Puis il s'arme d'une plus grosse seringue, de 60 cc avec laquelle il pompe le liquide en trop (de couleur rouge saumon) et l'évacue dans une bassine en zinc qu'il a fait placer devant lui, largement visible par la patiente, qui ne bronche pas et ne semble nullement affectée  par les va-et-vients de cette grosse seringue que le médecin visse et dévisse sur l'aiguille en place et rejette autant de fois ce liquide qui finit par mousser dans la bassine sous la pression du jet. Rappelons qu'en plus notre médecin a les mains trapues !
Moi je suis pour ainsi dire en pleine compassion. Je souffre pour elle et n'en reviens pas du nombre d'allers-retour, espérant qu'à chaque évacuation le supplice va prendre fin. J'arrête de compter à 18, mais je sais qu'au total, c'est plus de 1,5 litre de liquide qui a été retiré ...
Le geste du médecin est très mécanique. Il ne s'adresse quasiment pas à la patiente.
Son téléphone se met à sonner à sa ceinture. D'un regard, il me demande de le sortir de son étui. Je m'exécute, lui montre le nom de son interlocuteur, et il me demande de décrocher. Je lui colle le portable à l'oreille et il répond, tout occupé à vider la dame qui n'a pas bougé d'un poil ...

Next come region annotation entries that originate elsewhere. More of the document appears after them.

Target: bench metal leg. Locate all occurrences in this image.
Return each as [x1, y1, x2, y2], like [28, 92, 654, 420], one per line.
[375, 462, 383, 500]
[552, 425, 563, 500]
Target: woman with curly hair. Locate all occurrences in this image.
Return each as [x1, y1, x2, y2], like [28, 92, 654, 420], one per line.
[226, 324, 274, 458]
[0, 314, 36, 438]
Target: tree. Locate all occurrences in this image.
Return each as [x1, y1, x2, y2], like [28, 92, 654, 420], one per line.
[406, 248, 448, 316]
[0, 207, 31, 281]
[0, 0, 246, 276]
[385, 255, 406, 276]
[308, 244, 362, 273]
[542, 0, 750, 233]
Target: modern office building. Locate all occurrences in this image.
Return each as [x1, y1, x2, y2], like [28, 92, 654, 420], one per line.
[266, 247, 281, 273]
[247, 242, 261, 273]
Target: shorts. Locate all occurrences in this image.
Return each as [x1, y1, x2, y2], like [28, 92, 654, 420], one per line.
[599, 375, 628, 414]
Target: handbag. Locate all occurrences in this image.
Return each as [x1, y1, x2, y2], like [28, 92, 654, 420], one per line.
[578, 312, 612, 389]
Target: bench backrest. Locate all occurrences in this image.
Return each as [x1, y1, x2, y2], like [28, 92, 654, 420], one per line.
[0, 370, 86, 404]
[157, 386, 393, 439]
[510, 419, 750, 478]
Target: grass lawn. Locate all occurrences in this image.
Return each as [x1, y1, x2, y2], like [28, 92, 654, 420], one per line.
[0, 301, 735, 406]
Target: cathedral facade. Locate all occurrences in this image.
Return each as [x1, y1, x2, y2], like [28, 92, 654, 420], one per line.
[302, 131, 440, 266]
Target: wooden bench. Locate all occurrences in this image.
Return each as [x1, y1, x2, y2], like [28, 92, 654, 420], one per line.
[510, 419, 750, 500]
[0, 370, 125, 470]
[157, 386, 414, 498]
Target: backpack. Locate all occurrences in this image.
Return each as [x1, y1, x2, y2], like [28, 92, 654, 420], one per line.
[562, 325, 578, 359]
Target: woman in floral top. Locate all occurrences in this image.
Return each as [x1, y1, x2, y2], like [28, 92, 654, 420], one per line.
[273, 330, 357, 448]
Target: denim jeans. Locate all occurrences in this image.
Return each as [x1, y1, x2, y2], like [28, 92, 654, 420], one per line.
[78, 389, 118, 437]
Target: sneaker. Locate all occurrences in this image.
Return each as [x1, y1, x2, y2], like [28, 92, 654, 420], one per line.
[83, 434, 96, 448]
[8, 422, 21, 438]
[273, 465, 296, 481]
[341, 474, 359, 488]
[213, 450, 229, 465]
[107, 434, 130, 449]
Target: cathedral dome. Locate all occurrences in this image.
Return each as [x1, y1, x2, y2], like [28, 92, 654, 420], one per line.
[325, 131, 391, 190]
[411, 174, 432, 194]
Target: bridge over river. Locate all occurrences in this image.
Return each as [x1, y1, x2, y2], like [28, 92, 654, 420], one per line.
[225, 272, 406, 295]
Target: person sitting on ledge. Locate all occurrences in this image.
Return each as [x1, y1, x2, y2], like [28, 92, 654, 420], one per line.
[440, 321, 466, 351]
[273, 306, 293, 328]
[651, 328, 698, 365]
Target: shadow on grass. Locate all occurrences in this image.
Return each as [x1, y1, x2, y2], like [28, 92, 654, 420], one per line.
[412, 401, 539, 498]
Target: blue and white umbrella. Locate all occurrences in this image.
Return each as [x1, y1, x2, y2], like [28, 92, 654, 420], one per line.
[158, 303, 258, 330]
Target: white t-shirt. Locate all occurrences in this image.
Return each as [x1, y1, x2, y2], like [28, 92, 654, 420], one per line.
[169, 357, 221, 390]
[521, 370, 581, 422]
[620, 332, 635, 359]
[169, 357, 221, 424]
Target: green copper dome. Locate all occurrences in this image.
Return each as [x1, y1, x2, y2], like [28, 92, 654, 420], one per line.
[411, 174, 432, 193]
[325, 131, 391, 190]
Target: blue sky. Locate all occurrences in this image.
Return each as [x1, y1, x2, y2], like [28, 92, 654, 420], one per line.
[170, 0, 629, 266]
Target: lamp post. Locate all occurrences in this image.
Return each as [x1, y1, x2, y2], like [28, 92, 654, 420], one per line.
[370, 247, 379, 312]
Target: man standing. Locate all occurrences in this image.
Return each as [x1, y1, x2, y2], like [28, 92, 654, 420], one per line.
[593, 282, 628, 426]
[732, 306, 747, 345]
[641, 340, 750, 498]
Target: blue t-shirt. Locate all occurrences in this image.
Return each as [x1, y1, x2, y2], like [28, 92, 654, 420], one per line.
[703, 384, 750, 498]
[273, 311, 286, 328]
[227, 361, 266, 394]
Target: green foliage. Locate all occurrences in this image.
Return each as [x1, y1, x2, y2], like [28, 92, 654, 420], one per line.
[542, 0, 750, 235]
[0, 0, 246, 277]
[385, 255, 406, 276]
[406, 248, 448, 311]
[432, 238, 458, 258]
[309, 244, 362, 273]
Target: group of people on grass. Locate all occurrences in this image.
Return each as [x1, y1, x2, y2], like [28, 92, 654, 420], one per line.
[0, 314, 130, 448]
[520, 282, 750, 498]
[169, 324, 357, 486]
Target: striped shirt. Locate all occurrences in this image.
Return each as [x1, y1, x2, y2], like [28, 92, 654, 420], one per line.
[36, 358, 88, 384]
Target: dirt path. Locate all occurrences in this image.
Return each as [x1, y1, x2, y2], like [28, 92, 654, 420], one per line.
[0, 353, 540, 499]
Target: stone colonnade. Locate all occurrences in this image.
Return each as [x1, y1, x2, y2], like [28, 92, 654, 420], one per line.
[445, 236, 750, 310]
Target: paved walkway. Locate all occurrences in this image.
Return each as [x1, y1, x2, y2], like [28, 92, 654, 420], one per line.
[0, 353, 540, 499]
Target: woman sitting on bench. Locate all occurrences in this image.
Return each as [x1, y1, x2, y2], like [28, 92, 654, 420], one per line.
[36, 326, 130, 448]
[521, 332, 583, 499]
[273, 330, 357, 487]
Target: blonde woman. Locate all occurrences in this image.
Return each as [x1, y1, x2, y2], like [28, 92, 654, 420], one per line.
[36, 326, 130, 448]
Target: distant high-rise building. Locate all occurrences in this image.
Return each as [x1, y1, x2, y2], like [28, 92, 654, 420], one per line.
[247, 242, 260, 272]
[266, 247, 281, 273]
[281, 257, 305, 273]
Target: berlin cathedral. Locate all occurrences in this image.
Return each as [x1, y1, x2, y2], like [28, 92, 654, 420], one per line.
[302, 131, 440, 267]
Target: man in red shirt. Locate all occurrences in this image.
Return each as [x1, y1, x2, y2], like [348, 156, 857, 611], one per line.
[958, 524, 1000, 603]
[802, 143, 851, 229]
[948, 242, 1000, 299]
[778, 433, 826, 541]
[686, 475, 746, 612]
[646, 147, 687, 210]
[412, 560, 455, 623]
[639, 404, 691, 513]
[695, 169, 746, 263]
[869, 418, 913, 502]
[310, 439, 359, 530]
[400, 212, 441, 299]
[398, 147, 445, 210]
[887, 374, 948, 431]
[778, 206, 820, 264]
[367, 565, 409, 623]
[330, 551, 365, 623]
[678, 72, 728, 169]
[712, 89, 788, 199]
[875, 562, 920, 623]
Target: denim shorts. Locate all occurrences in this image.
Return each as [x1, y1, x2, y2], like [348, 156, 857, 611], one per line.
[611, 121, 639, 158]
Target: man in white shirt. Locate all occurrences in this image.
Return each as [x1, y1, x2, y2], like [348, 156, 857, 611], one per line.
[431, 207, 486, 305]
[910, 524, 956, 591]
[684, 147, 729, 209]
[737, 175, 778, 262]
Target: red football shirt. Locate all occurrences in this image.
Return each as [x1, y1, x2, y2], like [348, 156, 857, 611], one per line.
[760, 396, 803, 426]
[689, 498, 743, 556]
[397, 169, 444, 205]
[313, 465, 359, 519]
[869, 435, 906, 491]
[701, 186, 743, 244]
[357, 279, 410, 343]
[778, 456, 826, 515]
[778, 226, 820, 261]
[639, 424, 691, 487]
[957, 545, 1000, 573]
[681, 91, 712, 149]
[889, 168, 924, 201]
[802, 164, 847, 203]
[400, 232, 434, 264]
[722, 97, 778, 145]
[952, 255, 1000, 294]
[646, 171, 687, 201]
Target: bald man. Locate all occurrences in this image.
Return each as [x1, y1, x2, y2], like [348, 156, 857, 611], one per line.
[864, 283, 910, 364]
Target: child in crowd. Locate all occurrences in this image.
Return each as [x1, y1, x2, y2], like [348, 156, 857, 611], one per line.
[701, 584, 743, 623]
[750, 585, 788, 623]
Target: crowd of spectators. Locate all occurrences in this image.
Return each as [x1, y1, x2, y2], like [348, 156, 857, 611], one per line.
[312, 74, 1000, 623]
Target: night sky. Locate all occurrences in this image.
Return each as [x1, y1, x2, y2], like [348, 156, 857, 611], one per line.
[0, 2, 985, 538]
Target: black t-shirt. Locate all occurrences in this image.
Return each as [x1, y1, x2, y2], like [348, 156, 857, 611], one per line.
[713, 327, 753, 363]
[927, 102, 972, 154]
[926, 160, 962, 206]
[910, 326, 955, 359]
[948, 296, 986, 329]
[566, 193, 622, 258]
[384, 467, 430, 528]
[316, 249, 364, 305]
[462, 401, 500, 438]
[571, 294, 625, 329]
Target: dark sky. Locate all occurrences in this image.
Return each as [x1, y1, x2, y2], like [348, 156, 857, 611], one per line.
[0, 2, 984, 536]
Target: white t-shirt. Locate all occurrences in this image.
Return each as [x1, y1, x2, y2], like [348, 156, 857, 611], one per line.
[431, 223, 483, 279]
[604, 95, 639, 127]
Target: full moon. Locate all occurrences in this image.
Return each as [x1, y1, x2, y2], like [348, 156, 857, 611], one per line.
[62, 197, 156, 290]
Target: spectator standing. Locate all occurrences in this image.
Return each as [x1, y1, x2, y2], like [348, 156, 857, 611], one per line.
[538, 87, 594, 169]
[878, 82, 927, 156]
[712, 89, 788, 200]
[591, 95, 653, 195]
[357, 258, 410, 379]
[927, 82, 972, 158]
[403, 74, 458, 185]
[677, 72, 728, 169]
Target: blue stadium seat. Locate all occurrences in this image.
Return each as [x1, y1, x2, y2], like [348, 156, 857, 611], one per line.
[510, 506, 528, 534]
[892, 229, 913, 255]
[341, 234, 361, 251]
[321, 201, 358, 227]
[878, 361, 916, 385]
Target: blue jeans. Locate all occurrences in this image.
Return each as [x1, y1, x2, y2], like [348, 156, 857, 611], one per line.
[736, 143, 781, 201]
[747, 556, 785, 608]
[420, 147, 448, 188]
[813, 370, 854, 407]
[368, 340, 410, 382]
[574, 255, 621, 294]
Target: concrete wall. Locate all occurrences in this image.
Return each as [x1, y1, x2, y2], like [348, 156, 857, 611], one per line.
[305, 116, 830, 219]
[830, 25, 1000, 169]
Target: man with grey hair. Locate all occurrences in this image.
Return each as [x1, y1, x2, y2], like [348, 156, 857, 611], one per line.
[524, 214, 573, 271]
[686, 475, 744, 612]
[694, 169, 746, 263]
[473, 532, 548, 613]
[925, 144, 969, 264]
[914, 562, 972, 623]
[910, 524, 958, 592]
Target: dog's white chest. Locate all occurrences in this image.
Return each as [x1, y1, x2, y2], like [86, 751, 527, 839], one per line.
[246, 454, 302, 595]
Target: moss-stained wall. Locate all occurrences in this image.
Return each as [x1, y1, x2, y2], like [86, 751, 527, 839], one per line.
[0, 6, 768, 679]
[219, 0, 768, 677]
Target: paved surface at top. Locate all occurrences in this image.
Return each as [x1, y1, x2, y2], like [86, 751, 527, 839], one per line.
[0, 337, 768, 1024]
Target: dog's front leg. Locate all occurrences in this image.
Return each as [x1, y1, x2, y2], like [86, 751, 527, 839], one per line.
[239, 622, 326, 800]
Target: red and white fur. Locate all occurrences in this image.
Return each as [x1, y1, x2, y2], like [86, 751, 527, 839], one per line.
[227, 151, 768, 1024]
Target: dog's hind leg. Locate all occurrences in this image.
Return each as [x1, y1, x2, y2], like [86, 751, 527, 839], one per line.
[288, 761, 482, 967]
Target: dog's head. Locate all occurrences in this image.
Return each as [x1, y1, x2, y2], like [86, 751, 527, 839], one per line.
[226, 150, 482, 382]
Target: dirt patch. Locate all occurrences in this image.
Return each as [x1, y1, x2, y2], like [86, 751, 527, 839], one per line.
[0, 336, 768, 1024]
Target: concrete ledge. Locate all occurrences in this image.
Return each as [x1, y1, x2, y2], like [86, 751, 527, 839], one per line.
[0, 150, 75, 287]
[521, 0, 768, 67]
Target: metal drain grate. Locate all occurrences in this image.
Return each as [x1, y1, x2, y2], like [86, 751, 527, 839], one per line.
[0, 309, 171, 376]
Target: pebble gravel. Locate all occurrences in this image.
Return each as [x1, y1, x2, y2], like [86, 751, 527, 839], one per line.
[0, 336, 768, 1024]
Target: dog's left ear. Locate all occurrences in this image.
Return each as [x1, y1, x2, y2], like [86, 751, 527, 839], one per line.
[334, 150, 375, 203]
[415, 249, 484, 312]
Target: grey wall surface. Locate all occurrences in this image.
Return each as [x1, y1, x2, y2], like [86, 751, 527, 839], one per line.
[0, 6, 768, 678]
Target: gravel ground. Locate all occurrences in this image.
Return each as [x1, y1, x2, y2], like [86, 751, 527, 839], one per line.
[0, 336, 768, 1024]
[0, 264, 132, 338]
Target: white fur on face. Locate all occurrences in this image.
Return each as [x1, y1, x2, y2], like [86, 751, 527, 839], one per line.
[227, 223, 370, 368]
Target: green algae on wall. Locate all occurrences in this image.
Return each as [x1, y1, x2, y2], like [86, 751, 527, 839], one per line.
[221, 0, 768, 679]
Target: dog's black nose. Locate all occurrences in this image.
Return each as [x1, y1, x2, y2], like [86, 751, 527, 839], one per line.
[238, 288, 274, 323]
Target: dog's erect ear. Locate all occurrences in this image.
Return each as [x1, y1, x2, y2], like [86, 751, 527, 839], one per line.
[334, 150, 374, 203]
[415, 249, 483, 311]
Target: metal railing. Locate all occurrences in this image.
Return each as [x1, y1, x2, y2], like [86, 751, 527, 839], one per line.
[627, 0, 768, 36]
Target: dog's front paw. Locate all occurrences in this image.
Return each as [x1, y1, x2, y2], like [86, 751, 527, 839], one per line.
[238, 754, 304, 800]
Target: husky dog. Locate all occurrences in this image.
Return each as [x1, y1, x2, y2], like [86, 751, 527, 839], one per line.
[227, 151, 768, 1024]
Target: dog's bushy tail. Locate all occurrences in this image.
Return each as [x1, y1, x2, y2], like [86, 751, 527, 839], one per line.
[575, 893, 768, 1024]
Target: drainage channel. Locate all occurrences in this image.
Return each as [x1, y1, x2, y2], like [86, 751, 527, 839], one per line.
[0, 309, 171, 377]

Et pour finir, j'aimerais vous rapporter cet entretien avec Miss Bernadotte, qui me demande pourquoi je viens faire mon stage en Haïti.
Alors me voilà parti dans un bel argumentaire d'un mec de pays riche (avec un petit accent intello parisien que tout le monde saura reproduire) : "Ben oui quoi, c'est quand même bien d'aller voir ailleurs ce qui se passe, ça permet de s'interroger sur ses propres pratiques et de mieux appréhender la différence culturelle, et ça permet de comprendre que finalement la vie n'existe qu'à travers son propre regard et qu'il y a autant de visions du monde qu'il y a d'individus sur cette terre ..." Bon, j'exagère, mais en gros je lui explique ça. Elle feint de comprendre, mais lorsqu'à mon tour, je lui demande comment elle perçoit ma venue et mon stage parmi eux, elle me dit qu'avec tout ce qu'on doit raconter sur Haïti, le séisme, la misère, l'insécurité ... Elle se demande bien ce que je viens chercher ici ...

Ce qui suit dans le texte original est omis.